Six people have died in Ockhi-related incidents in Tamil Nadu and more than a thousand people are in relief centers in Kanyakumari district alone. 14 fishermen are still missing and the Navy has been called in for their rescue.
In Kerala, 155 fishermen have been rescued so far. Another 150 fishermen managed to return on their own. Rescue operations are still on with Navy, Air Force and Coast Guard’s coordinated efforts in Thiruvananthapuram-Kollam coast area.
A Central Water Commission advisory yesterday said the west-flowing rivers in Thiruvananthapuram, Kollam, Pathanamthitta, Idukki, Kottayam, Alapuzzha and Ernakulam were likely to rise over the next 24 hours and then slowly fall as the rains reduced. Seven people have been killed in the state.
The advisory also said that the Amaravathi and Bhavani rivers and their tributaries in the Cauvery basin were also expected to receive sufficient flows, increasing the water levels in the Amaravathy, Moyar, Pilloor and Bhavanisagar dams in the Nilgiris, Coimbatore and Erode districts of Tamil Nadu.

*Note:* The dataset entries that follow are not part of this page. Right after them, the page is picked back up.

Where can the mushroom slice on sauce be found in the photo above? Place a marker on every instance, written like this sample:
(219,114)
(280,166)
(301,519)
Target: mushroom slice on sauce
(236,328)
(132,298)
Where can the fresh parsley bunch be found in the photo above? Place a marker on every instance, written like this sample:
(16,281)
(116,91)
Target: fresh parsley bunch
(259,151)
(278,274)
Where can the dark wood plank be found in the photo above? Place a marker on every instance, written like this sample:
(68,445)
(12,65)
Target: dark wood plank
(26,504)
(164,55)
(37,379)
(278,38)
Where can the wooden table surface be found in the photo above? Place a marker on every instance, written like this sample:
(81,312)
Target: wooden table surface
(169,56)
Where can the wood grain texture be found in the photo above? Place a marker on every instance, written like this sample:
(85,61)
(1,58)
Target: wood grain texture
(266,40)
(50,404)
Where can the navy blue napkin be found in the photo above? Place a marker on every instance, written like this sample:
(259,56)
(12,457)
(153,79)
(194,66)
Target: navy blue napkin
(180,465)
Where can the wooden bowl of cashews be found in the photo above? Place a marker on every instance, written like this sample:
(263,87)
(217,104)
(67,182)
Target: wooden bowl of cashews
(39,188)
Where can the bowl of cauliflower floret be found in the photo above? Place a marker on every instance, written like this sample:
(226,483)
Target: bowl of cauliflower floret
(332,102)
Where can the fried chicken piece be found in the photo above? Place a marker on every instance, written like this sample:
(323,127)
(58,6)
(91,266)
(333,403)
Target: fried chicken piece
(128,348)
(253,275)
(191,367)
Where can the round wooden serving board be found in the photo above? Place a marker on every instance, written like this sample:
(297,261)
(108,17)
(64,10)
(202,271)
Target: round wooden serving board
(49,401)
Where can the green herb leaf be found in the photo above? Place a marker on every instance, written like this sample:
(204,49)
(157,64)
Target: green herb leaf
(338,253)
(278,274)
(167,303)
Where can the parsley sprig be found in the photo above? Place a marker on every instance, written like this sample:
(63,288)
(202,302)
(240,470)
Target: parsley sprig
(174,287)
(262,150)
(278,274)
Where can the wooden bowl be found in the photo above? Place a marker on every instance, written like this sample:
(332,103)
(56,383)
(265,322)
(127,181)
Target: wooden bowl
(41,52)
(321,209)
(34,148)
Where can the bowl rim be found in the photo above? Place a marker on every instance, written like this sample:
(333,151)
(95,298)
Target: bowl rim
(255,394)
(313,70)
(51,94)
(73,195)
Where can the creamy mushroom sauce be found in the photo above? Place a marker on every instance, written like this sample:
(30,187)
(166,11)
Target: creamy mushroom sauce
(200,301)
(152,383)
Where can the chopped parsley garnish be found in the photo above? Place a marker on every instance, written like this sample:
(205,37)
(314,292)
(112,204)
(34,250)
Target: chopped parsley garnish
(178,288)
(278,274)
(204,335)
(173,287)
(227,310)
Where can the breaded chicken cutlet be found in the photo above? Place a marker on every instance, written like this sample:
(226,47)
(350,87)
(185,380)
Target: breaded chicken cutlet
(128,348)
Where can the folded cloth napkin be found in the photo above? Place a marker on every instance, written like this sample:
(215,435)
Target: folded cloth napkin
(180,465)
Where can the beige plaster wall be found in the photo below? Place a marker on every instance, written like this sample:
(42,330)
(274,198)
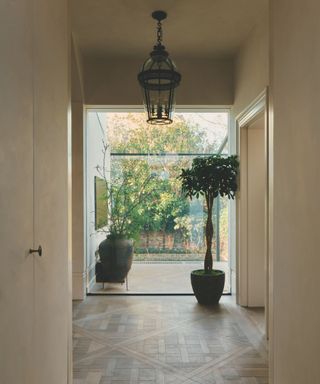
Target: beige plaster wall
(204,82)
(251,74)
(35,292)
(95,133)
(256,178)
(295,89)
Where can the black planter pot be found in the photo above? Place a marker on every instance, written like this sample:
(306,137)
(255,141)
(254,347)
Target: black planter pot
(115,260)
(208,288)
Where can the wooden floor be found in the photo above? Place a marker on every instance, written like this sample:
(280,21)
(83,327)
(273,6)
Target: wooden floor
(160,340)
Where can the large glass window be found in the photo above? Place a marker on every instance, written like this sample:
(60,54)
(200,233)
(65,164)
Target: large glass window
(168,229)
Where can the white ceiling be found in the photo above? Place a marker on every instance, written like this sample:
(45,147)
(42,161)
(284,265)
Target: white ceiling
(194,28)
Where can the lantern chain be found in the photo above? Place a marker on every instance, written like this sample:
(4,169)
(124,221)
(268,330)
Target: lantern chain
(159,33)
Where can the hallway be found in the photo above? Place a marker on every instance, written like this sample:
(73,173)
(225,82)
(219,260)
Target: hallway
(160,340)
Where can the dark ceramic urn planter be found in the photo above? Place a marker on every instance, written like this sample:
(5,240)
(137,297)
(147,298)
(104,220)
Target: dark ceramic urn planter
(208,288)
(115,260)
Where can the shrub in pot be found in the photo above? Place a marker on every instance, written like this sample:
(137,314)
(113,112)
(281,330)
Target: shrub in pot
(125,196)
(209,177)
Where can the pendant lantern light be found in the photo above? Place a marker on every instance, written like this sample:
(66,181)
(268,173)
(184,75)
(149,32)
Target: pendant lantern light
(159,79)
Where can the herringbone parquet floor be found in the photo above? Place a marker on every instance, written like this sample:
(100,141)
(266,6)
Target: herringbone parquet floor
(163,340)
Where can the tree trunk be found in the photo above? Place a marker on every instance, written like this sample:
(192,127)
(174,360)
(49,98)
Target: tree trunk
(209,235)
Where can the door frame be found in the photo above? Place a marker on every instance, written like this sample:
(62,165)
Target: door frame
(258,108)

“The release from the Sathanur dam has to be accordingly monitored, in view of the developing situation in association with the well-marked low pressure in the Bay of Bengal which is likely to become a depression and move towards the North Tamil Nadu-South Andhra Pradesh coasts,” it added.
The Somasila and Kandaleru projects in Nellore district of Andhra Pradesh were also likely to receive “significant inflows” due to the depression, which was likely to affect the southern parts of the state from December 5 onwards.
“There is a likelihood of a rapid rise in the water levels of the Suwarnamukhi and Kalingi rivers in Chittoor and Nellore districts,” the commission said.